Version of Awkward Array
2.0.5
Description and code to reproduce
The following was run on Ubuntu 20 on a e2-highcpu-32 GCP VM with 32 GB of RAM and 32 vCPUs.
I downloaded the California dataset from https://github.com/microsoft/USBuildingFootprints and converted it from JSONL into Parquet with pyarrow and I attempted to do the same with fastparquet.

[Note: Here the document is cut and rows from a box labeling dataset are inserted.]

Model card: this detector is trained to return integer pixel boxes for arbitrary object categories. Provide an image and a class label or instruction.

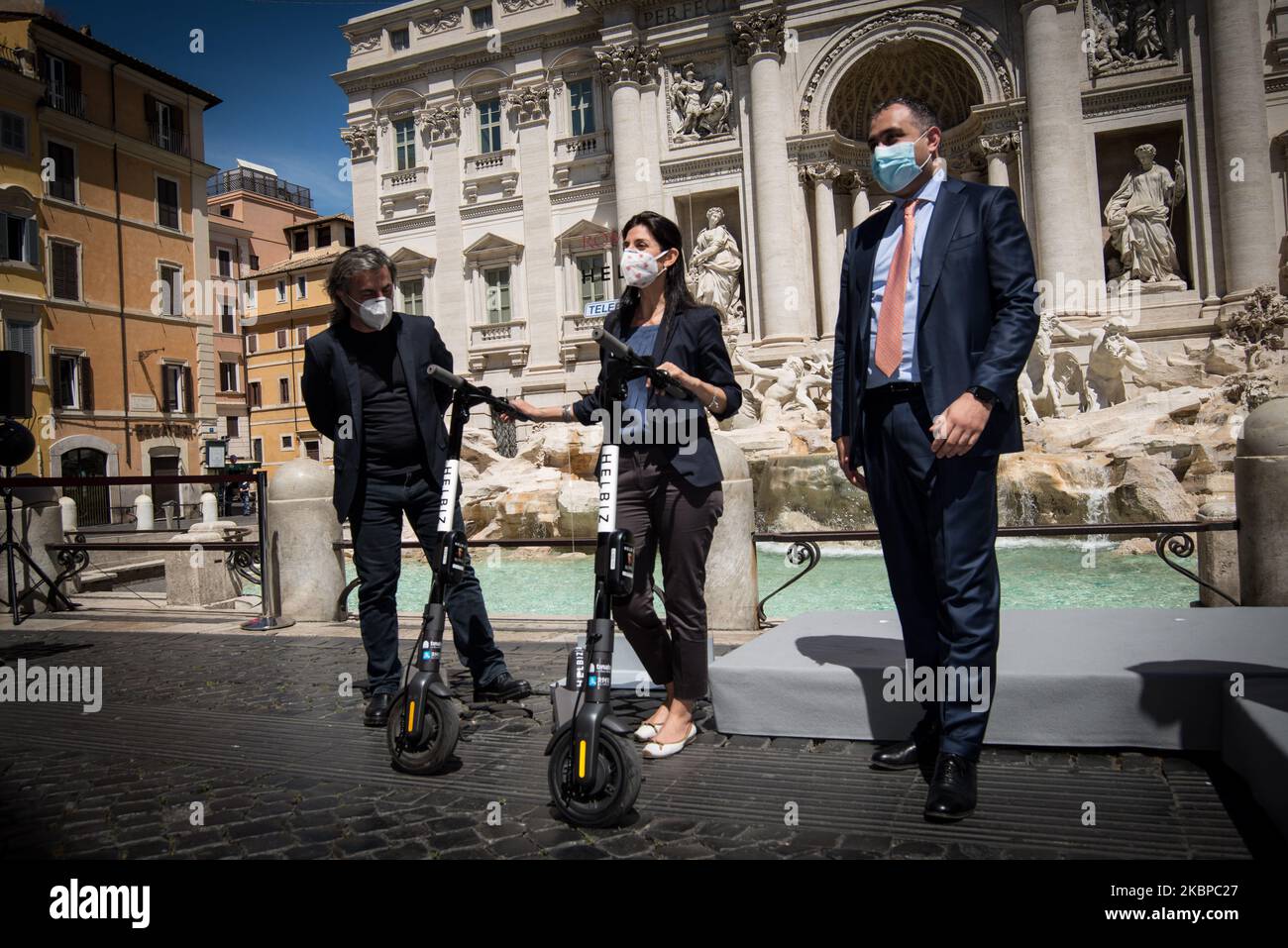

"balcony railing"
[465,149,515,177]
[206,167,313,207]
[380,167,429,193]
[0,43,36,77]
[44,82,85,119]
[149,123,188,158]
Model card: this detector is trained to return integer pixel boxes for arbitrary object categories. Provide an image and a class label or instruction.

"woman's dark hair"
[609,211,698,352]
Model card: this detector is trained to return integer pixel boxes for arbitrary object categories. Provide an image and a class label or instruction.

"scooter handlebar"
[590,326,690,398]
[425,366,528,421]
[426,366,469,391]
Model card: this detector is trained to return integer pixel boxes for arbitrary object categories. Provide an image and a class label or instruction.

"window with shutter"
[46,142,76,201]
[158,177,179,231]
[4,322,43,378]
[76,356,94,411]
[49,241,80,300]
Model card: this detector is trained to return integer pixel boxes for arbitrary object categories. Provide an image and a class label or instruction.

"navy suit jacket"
[572,305,742,487]
[303,313,452,523]
[832,177,1038,467]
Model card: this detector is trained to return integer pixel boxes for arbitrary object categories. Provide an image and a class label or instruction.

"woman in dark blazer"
[515,211,742,759]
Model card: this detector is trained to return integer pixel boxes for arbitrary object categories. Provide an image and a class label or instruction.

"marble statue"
[686,207,746,336]
[1056,316,1146,411]
[1105,145,1185,287]
[733,347,831,426]
[670,63,730,139]
[1019,313,1086,425]
[1087,0,1176,72]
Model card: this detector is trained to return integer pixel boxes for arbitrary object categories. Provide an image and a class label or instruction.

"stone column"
[703,432,760,628]
[1197,500,1239,605]
[1020,0,1104,303]
[1234,398,1288,605]
[416,102,471,369]
[506,84,561,369]
[734,10,812,343]
[979,132,1020,188]
[340,124,380,246]
[1207,0,1278,300]
[802,161,841,338]
[850,171,872,227]
[595,43,661,228]
[267,458,345,622]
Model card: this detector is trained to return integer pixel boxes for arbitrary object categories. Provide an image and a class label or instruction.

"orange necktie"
[876,201,917,374]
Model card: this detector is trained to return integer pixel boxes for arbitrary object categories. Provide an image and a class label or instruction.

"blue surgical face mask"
[872,129,930,194]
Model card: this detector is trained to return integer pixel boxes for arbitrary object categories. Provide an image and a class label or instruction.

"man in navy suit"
[303,246,532,728]
[832,97,1038,820]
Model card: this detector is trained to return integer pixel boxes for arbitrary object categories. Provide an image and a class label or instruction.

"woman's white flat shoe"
[644,724,698,760]
[635,721,662,741]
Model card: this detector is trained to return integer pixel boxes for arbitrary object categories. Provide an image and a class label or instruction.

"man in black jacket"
[832,97,1038,820]
[303,246,532,728]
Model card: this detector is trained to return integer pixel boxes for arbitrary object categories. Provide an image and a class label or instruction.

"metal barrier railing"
[0,471,295,631]
[752,519,1239,627]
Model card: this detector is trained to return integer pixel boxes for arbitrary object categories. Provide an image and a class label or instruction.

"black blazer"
[303,313,452,523]
[832,177,1038,467]
[572,305,742,487]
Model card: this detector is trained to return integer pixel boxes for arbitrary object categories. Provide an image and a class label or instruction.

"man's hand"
[836,434,868,490]
[930,391,993,458]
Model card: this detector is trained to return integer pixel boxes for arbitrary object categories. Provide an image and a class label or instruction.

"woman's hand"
[501,398,542,421]
[647,362,702,394]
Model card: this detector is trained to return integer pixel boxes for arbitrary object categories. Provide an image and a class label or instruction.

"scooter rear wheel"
[385,690,461,776]
[546,729,641,827]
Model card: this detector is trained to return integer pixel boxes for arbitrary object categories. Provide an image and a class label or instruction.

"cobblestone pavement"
[0,617,1278,859]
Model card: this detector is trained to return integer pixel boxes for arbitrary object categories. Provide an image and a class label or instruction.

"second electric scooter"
[385,366,527,774]
[546,329,688,827]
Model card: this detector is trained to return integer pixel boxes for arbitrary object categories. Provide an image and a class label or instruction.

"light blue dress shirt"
[866,168,948,389]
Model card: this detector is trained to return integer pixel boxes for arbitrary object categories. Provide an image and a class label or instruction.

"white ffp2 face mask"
[349,296,394,330]
[622,248,670,290]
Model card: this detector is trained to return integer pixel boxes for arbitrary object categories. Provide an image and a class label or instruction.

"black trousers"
[863,387,1001,760]
[613,447,724,700]
[349,472,506,693]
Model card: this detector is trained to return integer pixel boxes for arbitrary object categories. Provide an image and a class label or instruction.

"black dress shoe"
[474,671,532,700]
[926,754,975,822]
[871,726,939,771]
[362,691,394,728]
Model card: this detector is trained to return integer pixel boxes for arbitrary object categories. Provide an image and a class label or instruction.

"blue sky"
[46,0,386,214]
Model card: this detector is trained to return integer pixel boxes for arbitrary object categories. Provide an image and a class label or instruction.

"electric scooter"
[385,366,527,774]
[546,327,688,827]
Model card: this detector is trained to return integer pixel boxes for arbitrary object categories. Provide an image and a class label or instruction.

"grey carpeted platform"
[1221,677,1288,838]
[711,608,1288,750]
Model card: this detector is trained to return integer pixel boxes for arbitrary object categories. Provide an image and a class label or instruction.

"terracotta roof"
[250,244,348,279]
[282,214,353,231]
[0,10,223,111]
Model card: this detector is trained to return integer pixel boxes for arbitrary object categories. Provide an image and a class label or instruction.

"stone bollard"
[134,493,156,529]
[1234,398,1288,605]
[164,524,241,605]
[201,490,219,524]
[0,487,63,616]
[1198,500,1239,605]
[704,432,760,631]
[268,458,345,622]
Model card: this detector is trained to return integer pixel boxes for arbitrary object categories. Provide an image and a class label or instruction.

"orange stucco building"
[0,5,219,524]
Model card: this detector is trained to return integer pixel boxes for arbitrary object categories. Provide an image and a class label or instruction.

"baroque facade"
[335,0,1288,414]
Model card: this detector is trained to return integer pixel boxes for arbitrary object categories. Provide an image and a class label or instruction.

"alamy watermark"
[0,658,103,715]
[881,658,993,711]
[590,402,699,455]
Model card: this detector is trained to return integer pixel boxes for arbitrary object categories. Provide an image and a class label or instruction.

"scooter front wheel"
[385,690,461,776]
[546,728,641,827]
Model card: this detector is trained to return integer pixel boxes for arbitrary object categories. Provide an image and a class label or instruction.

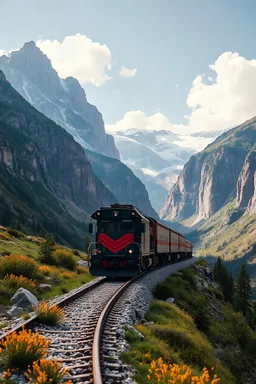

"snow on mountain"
[109,128,218,212]
[0,41,119,159]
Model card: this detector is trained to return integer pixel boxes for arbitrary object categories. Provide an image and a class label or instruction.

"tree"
[213,257,234,303]
[39,234,55,264]
[235,264,251,316]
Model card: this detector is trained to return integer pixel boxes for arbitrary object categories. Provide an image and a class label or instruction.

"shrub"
[7,228,25,239]
[39,265,60,279]
[147,357,220,384]
[0,328,50,369]
[0,232,10,240]
[0,255,38,279]
[53,249,76,271]
[3,273,36,292]
[39,234,55,264]
[35,301,64,325]
[25,359,71,384]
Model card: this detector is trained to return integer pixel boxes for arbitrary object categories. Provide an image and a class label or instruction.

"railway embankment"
[119,260,256,384]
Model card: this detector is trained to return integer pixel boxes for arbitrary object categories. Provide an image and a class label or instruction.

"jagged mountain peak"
[0,70,6,82]
[0,41,120,159]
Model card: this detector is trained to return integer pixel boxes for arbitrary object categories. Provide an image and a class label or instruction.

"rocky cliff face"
[236,145,256,213]
[0,71,115,244]
[86,151,159,219]
[0,42,158,219]
[0,41,119,159]
[161,118,256,224]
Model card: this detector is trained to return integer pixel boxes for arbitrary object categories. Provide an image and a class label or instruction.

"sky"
[0,0,256,133]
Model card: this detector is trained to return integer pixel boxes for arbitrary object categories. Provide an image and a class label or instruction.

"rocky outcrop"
[0,41,119,159]
[161,118,256,225]
[236,144,256,213]
[0,71,115,244]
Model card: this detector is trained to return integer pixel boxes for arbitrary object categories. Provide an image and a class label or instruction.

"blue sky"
[0,0,256,129]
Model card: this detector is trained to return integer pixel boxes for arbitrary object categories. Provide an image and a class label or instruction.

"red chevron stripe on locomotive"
[98,233,134,253]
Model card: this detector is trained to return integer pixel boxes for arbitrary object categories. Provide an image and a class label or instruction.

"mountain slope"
[161,118,256,226]
[0,71,115,248]
[0,42,156,214]
[0,41,119,159]
[85,150,159,219]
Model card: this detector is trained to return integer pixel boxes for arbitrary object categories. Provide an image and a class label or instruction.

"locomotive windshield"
[98,220,134,233]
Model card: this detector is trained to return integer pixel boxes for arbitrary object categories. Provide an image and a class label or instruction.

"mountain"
[0,42,158,217]
[0,41,119,159]
[0,71,116,246]
[86,150,159,219]
[111,128,207,212]
[236,144,256,214]
[161,118,256,227]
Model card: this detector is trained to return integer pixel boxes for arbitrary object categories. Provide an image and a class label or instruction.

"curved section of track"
[0,256,196,384]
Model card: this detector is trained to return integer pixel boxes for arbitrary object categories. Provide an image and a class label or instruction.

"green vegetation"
[0,227,92,306]
[53,249,76,271]
[39,234,55,264]
[122,260,256,384]
[213,257,234,303]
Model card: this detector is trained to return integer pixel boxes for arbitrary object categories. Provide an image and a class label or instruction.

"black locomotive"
[88,204,192,277]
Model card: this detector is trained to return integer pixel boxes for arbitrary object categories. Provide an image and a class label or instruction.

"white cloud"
[187,52,256,132]
[109,52,256,134]
[106,111,173,132]
[36,33,112,87]
[119,66,137,77]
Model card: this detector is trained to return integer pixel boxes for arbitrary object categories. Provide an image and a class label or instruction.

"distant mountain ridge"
[161,117,256,225]
[113,128,203,212]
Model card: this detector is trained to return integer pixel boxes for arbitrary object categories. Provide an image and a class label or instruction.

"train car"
[88,204,152,277]
[88,204,192,277]
[186,239,193,257]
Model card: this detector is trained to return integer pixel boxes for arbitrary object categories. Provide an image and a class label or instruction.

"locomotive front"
[88,204,150,277]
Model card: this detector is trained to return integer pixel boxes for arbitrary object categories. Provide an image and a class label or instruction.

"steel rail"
[92,258,195,384]
[92,265,163,384]
[0,277,107,343]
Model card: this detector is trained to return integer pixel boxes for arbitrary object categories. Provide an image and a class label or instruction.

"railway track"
[0,263,195,384]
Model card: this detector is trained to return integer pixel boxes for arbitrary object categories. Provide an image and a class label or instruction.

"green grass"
[0,227,93,306]
[122,260,256,384]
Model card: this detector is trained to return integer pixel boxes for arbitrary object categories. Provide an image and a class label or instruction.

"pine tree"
[235,264,251,316]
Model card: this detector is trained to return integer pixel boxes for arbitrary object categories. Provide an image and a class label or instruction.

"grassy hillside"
[0,226,92,312]
[122,261,256,384]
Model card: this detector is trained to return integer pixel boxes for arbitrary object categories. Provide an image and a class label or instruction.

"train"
[88,204,193,278]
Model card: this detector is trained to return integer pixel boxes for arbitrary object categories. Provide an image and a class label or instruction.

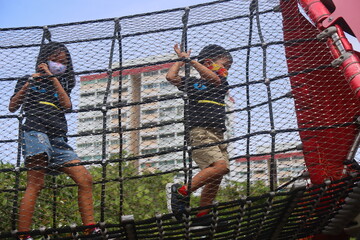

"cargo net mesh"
[0,0,357,239]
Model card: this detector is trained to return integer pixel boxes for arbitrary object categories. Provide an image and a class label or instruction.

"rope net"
[0,0,360,239]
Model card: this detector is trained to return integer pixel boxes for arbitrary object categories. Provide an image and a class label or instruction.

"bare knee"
[75,171,93,188]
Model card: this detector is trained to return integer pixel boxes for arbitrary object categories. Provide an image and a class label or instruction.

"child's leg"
[18,154,47,232]
[61,160,95,225]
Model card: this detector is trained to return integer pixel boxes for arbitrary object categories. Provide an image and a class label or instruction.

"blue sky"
[0,0,212,28]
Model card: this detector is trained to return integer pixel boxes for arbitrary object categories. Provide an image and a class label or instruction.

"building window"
[160,82,172,88]
[80,92,95,97]
[77,143,93,148]
[142,122,157,127]
[143,96,158,102]
[79,117,94,122]
[160,68,169,73]
[160,133,175,138]
[141,135,157,141]
[97,78,108,83]
[142,109,157,115]
[81,80,96,85]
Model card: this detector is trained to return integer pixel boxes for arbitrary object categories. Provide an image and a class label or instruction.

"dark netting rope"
[0,0,360,239]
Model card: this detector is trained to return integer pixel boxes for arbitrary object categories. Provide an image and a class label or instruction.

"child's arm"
[166,44,191,87]
[38,63,72,110]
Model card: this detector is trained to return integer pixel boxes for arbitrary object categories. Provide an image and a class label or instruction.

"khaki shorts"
[190,127,229,169]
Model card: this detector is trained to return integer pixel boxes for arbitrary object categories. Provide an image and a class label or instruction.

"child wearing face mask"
[166,44,233,227]
[9,42,100,240]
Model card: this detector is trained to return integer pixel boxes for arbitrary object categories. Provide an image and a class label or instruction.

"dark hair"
[198,44,233,66]
[35,42,75,92]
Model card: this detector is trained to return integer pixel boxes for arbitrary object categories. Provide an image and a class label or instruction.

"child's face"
[48,50,68,66]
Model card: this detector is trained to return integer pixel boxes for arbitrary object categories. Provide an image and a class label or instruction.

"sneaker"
[166,183,190,220]
[190,214,228,231]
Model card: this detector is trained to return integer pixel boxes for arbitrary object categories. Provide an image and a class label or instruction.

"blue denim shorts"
[22,131,79,169]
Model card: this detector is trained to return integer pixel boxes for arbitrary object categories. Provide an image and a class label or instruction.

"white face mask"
[48,61,66,74]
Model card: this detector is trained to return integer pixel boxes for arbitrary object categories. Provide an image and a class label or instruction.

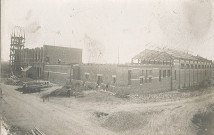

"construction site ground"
[1,84,214,135]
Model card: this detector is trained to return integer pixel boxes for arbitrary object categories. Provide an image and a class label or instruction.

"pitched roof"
[132,49,211,61]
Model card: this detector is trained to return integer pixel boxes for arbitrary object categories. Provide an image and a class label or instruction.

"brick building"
[17,45,82,79]
[70,49,212,91]
[17,45,213,91]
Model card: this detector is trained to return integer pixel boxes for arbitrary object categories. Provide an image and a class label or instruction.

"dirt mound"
[42,86,83,98]
[102,112,147,132]
[192,104,214,135]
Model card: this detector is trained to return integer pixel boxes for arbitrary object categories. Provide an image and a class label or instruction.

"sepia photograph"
[0,0,214,135]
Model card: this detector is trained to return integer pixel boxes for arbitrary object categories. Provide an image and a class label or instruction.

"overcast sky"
[1,0,214,63]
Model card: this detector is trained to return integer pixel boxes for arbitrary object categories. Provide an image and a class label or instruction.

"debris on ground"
[5,75,23,85]
[16,80,53,93]
[42,85,84,97]
[191,104,214,135]
[93,112,109,118]
[102,111,147,132]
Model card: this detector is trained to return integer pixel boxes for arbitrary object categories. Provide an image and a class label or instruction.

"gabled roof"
[132,49,209,61]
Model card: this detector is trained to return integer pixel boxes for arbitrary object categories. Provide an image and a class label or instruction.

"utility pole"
[170,58,173,91]
[117,45,120,65]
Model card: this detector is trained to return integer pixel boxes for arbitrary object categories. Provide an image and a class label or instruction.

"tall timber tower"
[9,26,25,74]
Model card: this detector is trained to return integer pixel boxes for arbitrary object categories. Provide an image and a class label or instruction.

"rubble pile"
[5,75,23,86]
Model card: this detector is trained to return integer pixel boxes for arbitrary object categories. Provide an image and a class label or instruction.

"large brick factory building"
[13,45,212,91]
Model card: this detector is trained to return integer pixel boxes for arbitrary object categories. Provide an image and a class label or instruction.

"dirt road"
[1,84,214,135]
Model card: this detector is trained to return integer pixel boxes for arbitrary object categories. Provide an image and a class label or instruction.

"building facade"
[16,45,82,79]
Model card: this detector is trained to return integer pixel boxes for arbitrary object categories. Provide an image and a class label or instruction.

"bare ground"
[1,84,214,135]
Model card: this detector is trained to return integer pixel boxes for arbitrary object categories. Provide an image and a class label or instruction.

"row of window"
[85,73,116,84]
[181,63,212,69]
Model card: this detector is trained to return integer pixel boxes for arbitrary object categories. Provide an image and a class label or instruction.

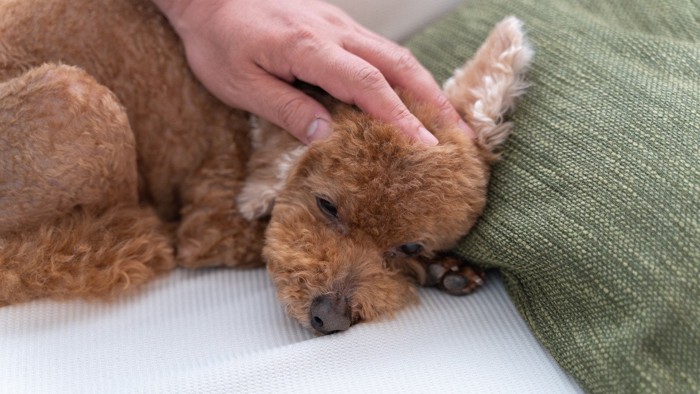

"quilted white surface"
[0,269,578,393]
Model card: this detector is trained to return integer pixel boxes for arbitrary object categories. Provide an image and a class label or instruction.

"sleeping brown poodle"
[0,0,531,333]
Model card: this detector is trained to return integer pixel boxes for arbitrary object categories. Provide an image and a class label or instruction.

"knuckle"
[277,96,305,127]
[389,102,413,121]
[355,66,385,90]
[288,27,321,56]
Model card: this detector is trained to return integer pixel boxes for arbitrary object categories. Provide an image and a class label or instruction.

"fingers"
[245,73,331,144]
[292,46,438,145]
[344,32,474,137]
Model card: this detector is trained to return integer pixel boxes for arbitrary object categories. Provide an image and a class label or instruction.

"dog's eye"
[316,197,338,219]
[399,242,423,256]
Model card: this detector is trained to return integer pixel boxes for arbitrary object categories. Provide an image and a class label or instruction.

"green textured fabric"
[408,0,700,393]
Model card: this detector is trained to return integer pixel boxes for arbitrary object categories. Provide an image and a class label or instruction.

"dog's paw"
[236,182,279,220]
[423,254,485,295]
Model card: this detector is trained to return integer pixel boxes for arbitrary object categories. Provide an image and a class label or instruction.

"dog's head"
[264,109,488,333]
[238,18,531,334]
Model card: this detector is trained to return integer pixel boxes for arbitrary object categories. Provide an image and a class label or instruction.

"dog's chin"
[266,247,417,335]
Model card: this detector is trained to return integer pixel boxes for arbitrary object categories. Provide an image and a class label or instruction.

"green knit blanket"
[408,0,700,393]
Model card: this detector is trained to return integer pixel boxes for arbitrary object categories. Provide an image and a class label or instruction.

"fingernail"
[306,118,331,142]
[418,126,438,146]
[457,119,476,139]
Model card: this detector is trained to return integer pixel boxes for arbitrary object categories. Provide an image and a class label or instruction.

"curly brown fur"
[0,0,530,333]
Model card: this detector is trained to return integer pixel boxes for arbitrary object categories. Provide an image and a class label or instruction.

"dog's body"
[0,0,530,333]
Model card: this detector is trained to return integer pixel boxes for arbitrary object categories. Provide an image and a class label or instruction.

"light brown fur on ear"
[444,16,533,152]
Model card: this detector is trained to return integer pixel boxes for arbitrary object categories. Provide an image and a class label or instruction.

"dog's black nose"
[309,293,351,334]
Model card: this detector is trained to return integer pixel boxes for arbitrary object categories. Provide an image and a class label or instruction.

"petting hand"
[153,0,471,145]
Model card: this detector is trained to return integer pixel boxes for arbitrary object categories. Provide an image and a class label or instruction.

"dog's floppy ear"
[237,116,306,220]
[443,16,533,152]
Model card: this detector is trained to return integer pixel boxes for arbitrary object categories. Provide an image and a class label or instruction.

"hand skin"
[153,0,473,145]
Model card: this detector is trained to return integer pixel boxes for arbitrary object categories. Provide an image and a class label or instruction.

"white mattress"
[0,269,579,393]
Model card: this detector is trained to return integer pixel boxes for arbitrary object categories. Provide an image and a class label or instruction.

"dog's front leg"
[176,144,265,268]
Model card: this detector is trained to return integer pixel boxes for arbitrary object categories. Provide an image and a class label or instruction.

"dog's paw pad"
[438,267,484,295]
[423,256,485,295]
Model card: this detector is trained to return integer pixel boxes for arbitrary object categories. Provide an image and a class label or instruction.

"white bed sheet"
[0,269,579,393]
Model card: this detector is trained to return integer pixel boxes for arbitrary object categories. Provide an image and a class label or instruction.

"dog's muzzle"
[309,293,352,335]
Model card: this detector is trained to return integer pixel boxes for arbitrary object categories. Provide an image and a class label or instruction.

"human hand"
[153,0,473,145]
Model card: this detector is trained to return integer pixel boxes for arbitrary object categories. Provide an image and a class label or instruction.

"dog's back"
[0,0,248,218]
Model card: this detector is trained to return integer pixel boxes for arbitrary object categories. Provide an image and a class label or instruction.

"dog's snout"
[309,293,351,334]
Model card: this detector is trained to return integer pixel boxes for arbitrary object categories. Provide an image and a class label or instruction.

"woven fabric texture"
[409,0,700,393]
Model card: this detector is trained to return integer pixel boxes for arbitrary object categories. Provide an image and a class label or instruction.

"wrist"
[151,0,222,33]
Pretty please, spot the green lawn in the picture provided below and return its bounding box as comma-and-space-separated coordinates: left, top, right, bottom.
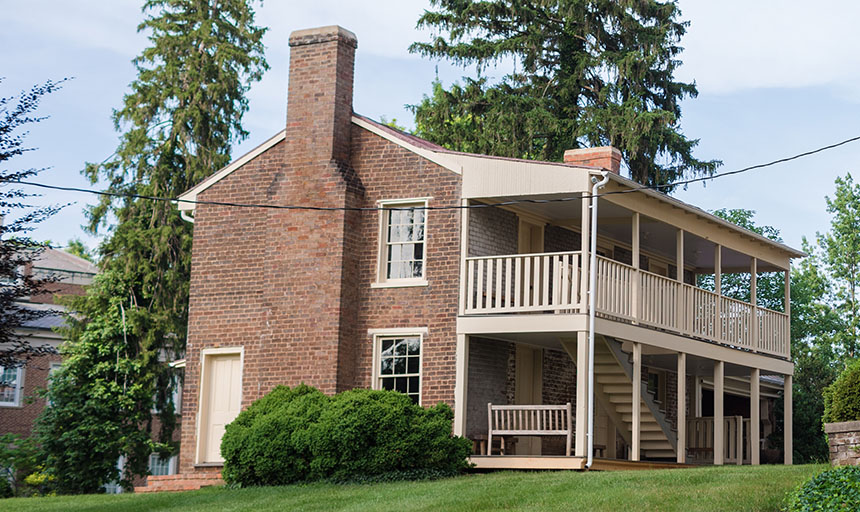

$ ogr2ogr -f GeoJSONSeq /vsistdout/ California.geojson \
| jq -c '.properties * {geom: .geometry|tostring}' \
> California.jsonl
$ head -n1 California.jsonl | jq .
{
"release": 1,
"capture_dates_range": "",
"geom": "{\"type\":\"Polygon\",\"coordinates\":[[[-114.127454,34.265674],[-114.127476,34.265839],[-114.127588,34.265829],[-114.127565,34.265663],[-114.127454,34.265674]]]}"
}
Awkward is able to produce a 947 MB Parquet file in 64.60 seconds.
/usr/bin/time -v \
python3 -c "import awkward as ak; f = open('California.jsonl', 'rb'); arr = ak.from_json(f, line_delimited=True); narr = arr.geom.layout.content.to_numpy(); arr2 = ak.from_json(narr.tobytes(), line_delimited=True); ak.to_parquet(arr2, 'awkward.snappy.pq', compression='snappy', row_group_size=37738); f.close()"
With ClickHouse I'm able to complete the same task in 18.26 seconds. Its resulting file size is 794 MB.
$ /usr/bin/time -v \
clickhouse local \
--input-format JSONEachRow \
-q "SELECT *
FROM table
FORMAT Parquet" \
< California.jsonl \
> ch.snappy.pq
The resulting Awkward Parquet almost matches ClickHouse in terms of row groups and using snappy compression.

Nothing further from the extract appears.